The negative regulatory functions of miR-27a and miR-27b during adipogenesis prompted us to investigate whether the expression of miR-27a and miR-27b in adipose tissue is altered under pathological conditions. Using the epididymal fat tissue from the genetically obese ob/ob mice and the genetically matched lean mice, we have clearly demonstrated that the expression of both miR-27a and miR-27b is significantly increased in ob/ob mice (Fig. 5A). Although fat-derived primary stromal cells (which also contain undifferentiated progenitor cells) have approximately three-fold higher levels of miR-27a and miR-27b than primary mature adipocytes do, it is highly possible that both fat cells and stromal cells contribute to the overall increase of miR-27 in obese fat tissue, especially under stress conditions. Further investigation is warranted to clearly determine the contributions to miR-27 expression of different cell types and/or different types of cellular stresses in adipose tissue.

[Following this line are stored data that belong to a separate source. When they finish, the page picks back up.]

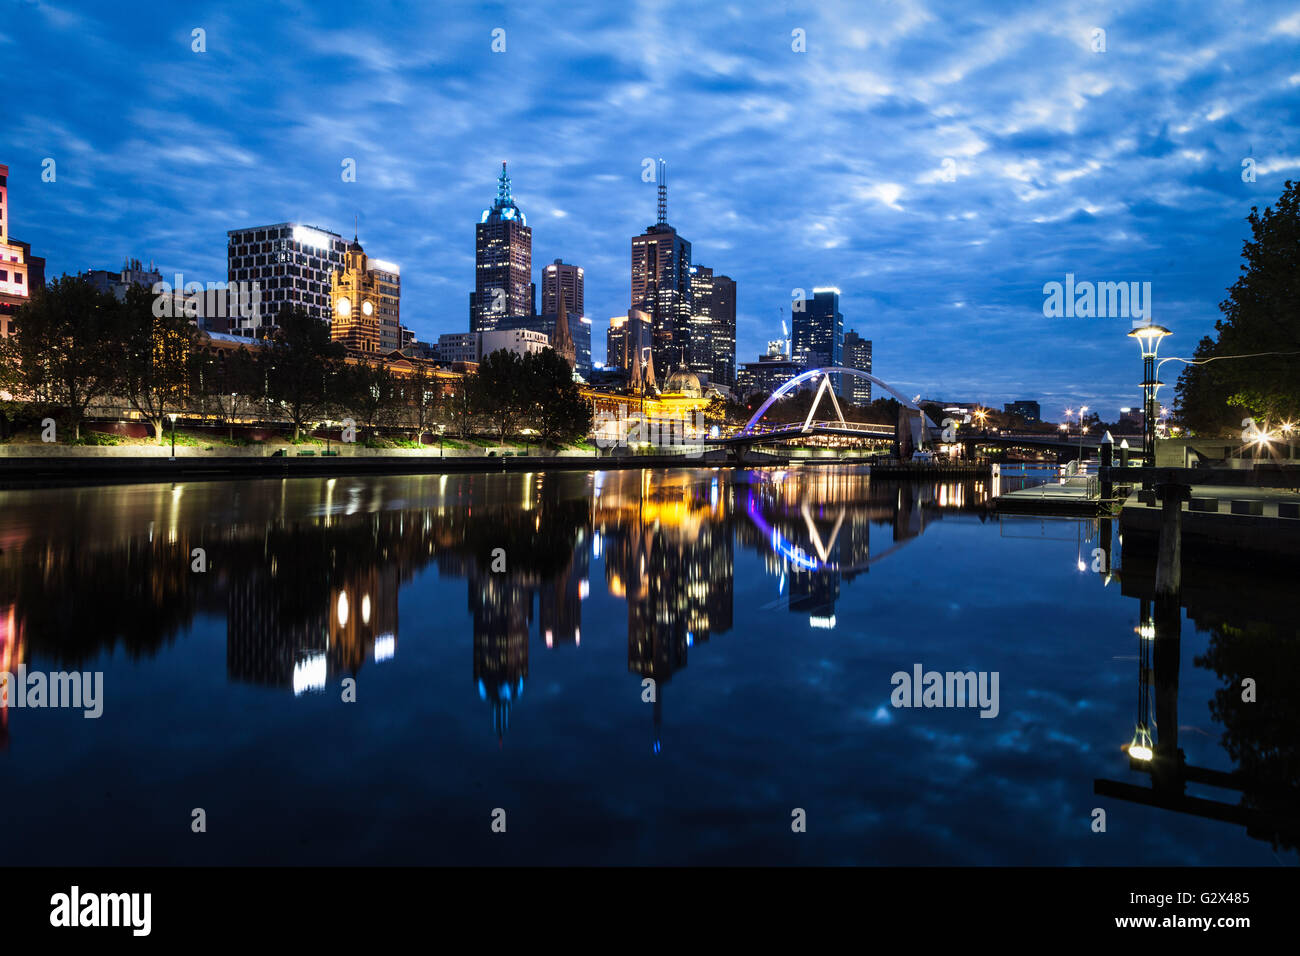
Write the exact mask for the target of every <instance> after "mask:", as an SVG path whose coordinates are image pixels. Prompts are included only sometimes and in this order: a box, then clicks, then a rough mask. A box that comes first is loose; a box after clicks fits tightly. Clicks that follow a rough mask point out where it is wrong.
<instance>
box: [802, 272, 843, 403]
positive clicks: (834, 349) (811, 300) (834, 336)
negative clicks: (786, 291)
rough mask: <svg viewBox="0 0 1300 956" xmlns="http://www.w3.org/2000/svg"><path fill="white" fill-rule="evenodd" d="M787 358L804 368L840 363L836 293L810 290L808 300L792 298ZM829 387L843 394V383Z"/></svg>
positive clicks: (835, 384)
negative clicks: (789, 351)
mask: <svg viewBox="0 0 1300 956" xmlns="http://www.w3.org/2000/svg"><path fill="white" fill-rule="evenodd" d="M790 312H792V316H790V319H792V321H790V358H792V359H794V360H796V362H797V363H800V364H801V365H803V367H805V368H826V367H828V365H839V364H842V358H844V315H841V312H840V290H839V289H833V287H826V289H814V290H813V298H810V299H809V298H803V299H796V300H794V303H793V306H792V307H790ZM841 377H842V376H833V377H832V385H833V386H835V390H836V393H837V394H841V395H842V394H844V382H840V381H835V378H841Z"/></svg>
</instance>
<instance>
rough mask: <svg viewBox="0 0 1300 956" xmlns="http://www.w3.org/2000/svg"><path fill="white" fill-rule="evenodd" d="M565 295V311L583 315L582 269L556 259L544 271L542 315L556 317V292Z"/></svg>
mask: <svg viewBox="0 0 1300 956" xmlns="http://www.w3.org/2000/svg"><path fill="white" fill-rule="evenodd" d="M556 289H559V290H560V293H562V294H563V295H564V311H565V312H576V313H577V315H582V269H581V268H578V267H577V265H569V264H568V263H563V261H560V260H559V259H556V260H555V261H554V263H551V264H550V265H547V267H546V268H545V269H543V271H542V315H555V313H556V311H558V310H556V308H555V290H556Z"/></svg>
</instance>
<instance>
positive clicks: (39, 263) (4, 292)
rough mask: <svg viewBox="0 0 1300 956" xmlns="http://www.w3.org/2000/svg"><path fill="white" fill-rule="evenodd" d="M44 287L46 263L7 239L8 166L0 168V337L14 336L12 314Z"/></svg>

As compared with physiologically normal adipose tissues, obese fat tissues create dramatically different tissue microenvironments. We and others have found that obese fat tissues experience decreased tissue oxygenation or hypoxia [9,17,30]. In this study, we have found that the expression of both miR-27a and miR-27b is maintained in preadipocytes under hypoxia (Fig. 6). This result is consistent with our previous findings that hypoxia inhibits adipogenesis [18,31] and is also consistent with the finding that miR-27a expression is increased by hypoxia . However, it is worth noting that obese fat tissue becomes not only hypoxic, but also inflammatory [8,32]. Inflammatory cytokines, such as tumor necrosis factor-α, can also inhibit adipogenesis and adipocyte functions . It is highly likely that miR-27 expression in obese mice is subjected to regulation by multiple in vivo stresses. Nonetheless, our finding suggests a potential role of miR-27 in the impairment of adipose functions associated with genetic obesity.
In summary, we have identified the miR-27 genes as a new class of epigenetic regulators of adipogenesis. We have also presented the first example of obesity differentially regulating miRNA expression. The miR-27 genes may potentially play a role in the pathological progression of obesity-related diseases.